Aristotle Onassis would not have been eligible but the fortune the Golden Greek amassed is to fund a new award for academics in the shipping, trade and finance sector.
The aim is to turn the new Onassis prize and the $250,000 award that goes with it into something comparable to the Nobel prize for economics for those labouring in the scholastic backwaters of the shipping industry.
The prize is being launched today by the Centre for Shipping, Trade and Finance at the Cass Business School of London’s City University, reports TradeWinds.
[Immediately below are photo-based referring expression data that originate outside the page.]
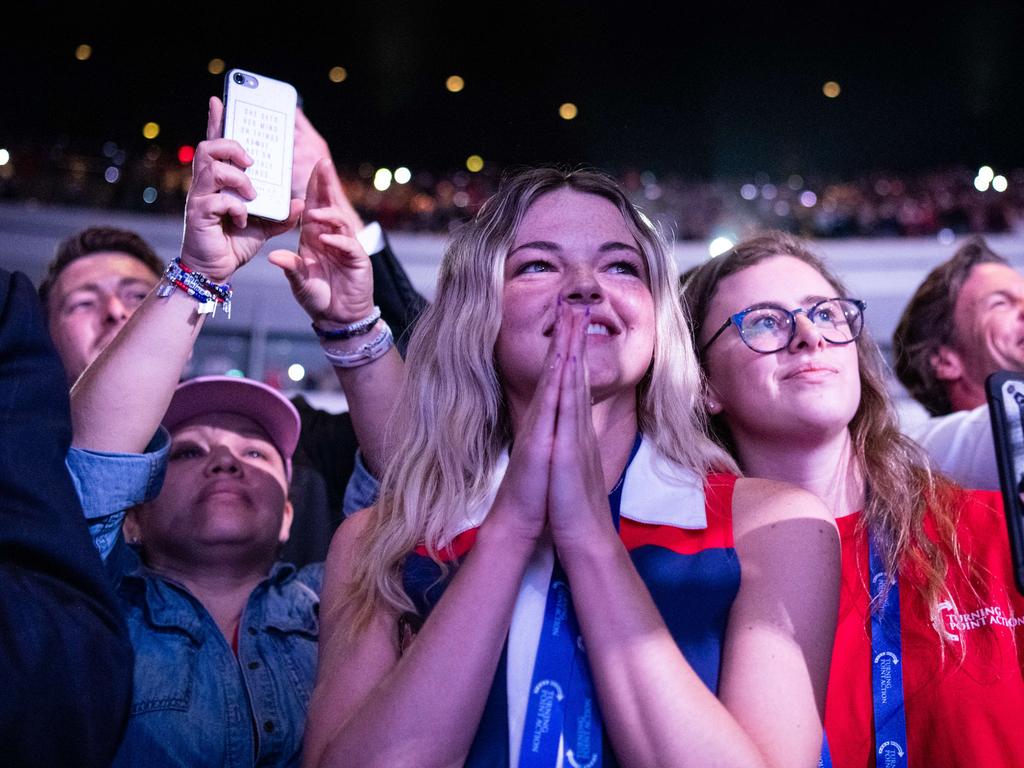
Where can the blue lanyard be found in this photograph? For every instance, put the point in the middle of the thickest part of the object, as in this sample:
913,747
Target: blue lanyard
887,674
562,699
561,693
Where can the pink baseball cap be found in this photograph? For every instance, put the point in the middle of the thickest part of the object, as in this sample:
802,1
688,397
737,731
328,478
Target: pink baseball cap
230,394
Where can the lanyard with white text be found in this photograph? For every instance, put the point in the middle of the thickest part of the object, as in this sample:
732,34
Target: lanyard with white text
562,707
561,693
887,675
887,671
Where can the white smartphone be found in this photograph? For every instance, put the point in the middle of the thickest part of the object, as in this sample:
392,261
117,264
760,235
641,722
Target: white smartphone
259,114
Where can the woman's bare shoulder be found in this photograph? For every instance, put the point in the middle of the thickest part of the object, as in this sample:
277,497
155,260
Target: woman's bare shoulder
759,502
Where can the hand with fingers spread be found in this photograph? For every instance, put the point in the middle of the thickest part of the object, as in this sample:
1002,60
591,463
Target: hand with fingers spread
578,504
331,275
219,236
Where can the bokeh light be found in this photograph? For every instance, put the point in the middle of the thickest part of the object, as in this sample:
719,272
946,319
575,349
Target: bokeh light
382,179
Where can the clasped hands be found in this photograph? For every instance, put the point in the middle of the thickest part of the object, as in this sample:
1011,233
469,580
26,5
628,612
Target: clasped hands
555,477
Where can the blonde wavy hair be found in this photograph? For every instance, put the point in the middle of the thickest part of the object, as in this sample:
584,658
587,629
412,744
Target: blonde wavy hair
452,423
900,485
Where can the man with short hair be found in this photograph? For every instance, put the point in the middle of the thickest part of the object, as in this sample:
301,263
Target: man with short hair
98,278
224,636
963,324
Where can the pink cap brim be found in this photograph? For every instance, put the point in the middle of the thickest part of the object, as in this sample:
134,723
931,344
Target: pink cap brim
253,399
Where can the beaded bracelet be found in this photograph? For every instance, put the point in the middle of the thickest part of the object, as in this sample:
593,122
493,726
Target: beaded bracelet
197,285
365,353
359,328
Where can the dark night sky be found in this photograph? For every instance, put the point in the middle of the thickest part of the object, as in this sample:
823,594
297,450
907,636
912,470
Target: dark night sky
724,91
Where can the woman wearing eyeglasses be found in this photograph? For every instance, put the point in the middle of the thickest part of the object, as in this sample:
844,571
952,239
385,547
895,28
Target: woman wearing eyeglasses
555,576
926,668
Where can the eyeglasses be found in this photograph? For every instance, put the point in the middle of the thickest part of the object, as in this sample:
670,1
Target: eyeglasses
768,328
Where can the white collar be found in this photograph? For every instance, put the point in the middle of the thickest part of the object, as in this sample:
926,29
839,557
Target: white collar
655,491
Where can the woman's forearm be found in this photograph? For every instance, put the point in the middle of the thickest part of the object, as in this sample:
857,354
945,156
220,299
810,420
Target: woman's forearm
425,711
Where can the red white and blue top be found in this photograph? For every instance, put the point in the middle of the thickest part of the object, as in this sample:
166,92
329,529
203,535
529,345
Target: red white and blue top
679,534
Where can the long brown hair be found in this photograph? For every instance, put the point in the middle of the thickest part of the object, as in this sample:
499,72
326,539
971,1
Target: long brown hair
900,485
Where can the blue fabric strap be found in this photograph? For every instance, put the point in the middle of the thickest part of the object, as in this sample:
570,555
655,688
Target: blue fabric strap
887,675
562,706
887,671
561,693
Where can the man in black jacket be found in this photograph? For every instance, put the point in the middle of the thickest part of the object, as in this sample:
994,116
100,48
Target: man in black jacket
66,663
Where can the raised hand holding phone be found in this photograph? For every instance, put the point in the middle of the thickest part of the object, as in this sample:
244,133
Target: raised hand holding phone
259,114
219,237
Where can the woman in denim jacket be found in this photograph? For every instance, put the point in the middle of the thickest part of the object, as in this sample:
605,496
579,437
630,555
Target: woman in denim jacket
224,635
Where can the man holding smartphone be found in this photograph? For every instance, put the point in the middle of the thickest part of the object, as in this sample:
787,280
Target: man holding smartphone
99,275
964,323
225,638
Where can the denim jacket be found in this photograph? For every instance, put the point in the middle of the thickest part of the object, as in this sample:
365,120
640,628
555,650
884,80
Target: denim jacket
195,702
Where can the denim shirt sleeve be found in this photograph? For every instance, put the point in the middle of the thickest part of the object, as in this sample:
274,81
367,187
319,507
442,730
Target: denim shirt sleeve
109,484
361,489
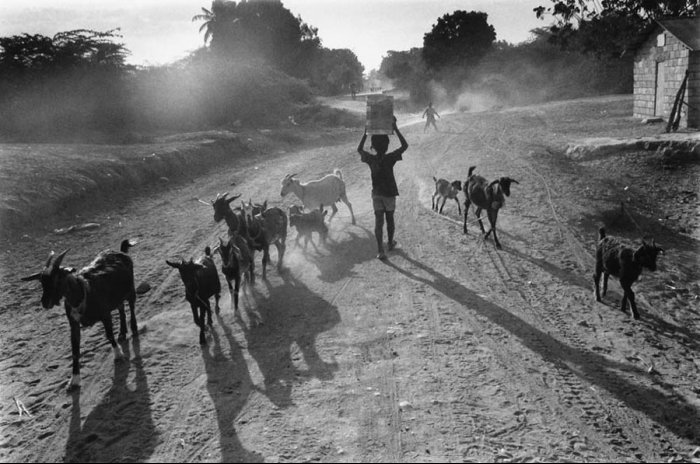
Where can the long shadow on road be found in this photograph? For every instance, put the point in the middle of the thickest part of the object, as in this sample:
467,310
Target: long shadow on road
121,427
229,386
667,408
284,347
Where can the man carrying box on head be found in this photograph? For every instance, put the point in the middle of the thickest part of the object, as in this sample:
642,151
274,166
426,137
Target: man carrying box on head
384,189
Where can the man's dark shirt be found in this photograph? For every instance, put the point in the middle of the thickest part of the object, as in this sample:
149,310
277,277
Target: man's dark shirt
382,167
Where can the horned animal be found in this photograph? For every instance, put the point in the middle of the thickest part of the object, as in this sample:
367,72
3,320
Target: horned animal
488,196
613,258
201,281
90,295
313,194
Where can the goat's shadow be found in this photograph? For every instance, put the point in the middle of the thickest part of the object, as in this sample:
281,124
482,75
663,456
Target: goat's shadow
121,427
293,316
667,408
343,255
229,386
564,275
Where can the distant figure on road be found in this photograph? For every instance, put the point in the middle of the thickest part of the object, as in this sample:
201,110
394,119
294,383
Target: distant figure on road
384,189
430,113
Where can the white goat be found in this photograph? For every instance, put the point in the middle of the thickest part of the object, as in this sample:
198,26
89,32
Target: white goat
314,194
488,196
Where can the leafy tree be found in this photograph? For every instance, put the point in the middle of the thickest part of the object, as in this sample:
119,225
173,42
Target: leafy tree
258,30
458,39
216,21
333,71
609,27
407,70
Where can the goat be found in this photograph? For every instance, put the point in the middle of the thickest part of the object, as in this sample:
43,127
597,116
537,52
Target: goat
326,191
488,196
624,263
445,189
266,226
235,265
90,295
306,223
237,227
201,282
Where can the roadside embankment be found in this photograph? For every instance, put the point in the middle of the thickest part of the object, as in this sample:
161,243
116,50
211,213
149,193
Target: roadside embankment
686,143
40,181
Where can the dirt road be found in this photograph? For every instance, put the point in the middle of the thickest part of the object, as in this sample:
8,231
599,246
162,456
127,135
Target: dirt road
450,350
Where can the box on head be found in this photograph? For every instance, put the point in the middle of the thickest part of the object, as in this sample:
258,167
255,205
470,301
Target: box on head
380,114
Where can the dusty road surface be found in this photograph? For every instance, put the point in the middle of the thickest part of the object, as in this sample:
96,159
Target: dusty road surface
450,350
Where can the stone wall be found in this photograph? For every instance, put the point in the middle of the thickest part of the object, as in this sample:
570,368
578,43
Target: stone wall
676,59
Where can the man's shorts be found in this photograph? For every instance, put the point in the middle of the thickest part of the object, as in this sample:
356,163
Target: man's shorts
382,203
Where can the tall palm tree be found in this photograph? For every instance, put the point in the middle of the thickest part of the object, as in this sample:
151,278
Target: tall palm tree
216,19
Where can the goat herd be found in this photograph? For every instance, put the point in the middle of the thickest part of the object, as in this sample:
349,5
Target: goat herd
91,294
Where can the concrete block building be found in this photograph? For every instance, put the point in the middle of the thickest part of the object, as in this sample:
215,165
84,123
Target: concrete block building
660,65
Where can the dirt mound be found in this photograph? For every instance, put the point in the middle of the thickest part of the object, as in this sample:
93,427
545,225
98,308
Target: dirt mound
41,180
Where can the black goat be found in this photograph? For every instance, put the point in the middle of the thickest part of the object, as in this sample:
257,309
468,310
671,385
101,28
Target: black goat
235,264
90,295
445,189
307,223
266,226
237,226
201,282
612,258
488,196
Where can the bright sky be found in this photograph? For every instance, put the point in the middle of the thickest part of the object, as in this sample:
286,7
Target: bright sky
161,31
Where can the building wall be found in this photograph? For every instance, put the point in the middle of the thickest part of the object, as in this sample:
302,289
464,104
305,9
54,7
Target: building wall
693,91
675,57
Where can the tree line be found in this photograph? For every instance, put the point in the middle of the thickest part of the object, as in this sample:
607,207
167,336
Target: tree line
258,64
588,49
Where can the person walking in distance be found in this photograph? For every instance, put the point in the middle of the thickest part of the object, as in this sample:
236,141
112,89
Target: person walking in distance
384,189
430,113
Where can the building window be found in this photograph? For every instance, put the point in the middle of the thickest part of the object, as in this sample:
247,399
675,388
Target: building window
661,40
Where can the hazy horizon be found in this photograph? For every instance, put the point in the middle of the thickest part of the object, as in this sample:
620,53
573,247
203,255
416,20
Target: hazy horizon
158,32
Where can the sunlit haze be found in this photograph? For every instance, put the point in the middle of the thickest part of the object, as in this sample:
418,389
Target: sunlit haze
160,31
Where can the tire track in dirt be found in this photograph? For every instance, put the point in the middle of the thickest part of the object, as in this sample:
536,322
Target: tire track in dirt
573,391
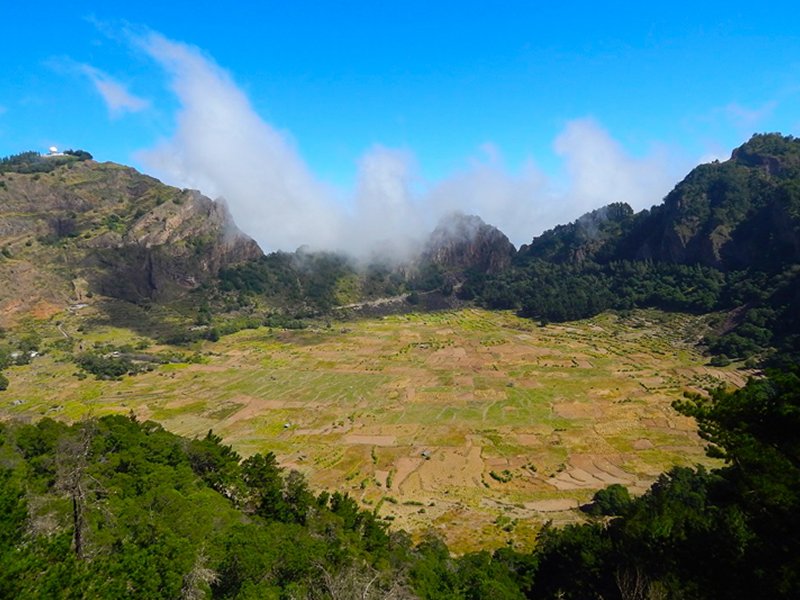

The first award is to be made next year with the recipient chosen by a panel of six academics and Anthony Papadimitriou, head of the foundation set up in 1975 under the will of the Greek tanker tycoon.
The judges include two Nobel economics laureates honoured for their work in the options and derivatives field, profs Robert Merton of Harvard and Myron Scholes of Stanford.
They developed the Black-Scholes pricing model and put their ideas into action at Long Term Capital Management, a hedge fund that soared and then crashed with losses of $4.6bn in one of the most renowned of corporate failures.
Other judges include profs George Constantinides of Chicago, Charles Goodhart, of the London School of Economics and Costas Grammenos, who founded the Cass shipping, trade and finance centre.
The Onassis prize will be awarded biennially and recognise a lifetime academic contribution.